What caused Python 3.13-0b3 ( compiled with GIL disabled ) be slower than 3.12.0?

I did a simple performance test on python 3.12.0 against python 3.13.0b3 compiled with a --disable-gil flag. The program executes calculations of a Fibonacci sequence using ThreadPoolExecutor or ProcessPoolExecutor. The docs on the PEP introducing disabled GIL says that there is a bit of overhead mostly due to biased reference counting followed by per-object locking (https://peps.python.org/pep-0703/#performance). But it says the overhead on pyperformance benchmark suit is around 5-8%. My simple benchmark shows a significant difference in the performance. Indeed, python 3.13 without GIL utilize all CPUs with a ThreadPoolExecutor but it is much slower than python 3.12 with GIL. Based on the CPU utilization and the elapsed time we can conclude that with python 3.13 we do multiple times more clock cycles comparing to the 3.12.

Program code:

from concurrent.futures import ThreadPoolExecutor, ProcessPoolExecutor
import datetime
from functools import partial
import sys
import logging
import multiprocessing

logging.basicConfig(
    format='%(levelname)s: %(message)s',
)
logger = logging.getLogger(__name__)
logger.setLevel(logging.INFO)
cpus = multiprocessing.cpu_count()
pool_executor = ProcessPoolExecutor if len(sys.argv) > 1 and sys.argv[1] == '1' else ThreadPoolExecutor
python_version_str = f'{sys.version_info.major}.{sys.version_info.minor}.{sys.version_info.micro}'
logger.info(f'Executor={pool_executor.__name__}, python={python_version_str}, cpus={cpus}')

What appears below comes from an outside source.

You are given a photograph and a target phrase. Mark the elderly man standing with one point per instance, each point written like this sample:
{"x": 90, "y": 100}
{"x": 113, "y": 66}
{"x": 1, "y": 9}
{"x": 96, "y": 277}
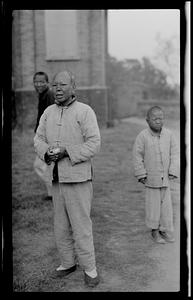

def fibonacci(n: int) -> int:
    if n < 0:
        raise ValueError("Incorrect input")
    elif n == 0:
        return 0
    elif n == 1 or n == 2:
        return 1
    else:
        return fibonacci(n-1) + fibonacci(n-2)

start = datetime.datetime.now()

with pool_executor(8) as executor:
    for task_id in range(30):
        executor.submit(partial(fibonacci, 30))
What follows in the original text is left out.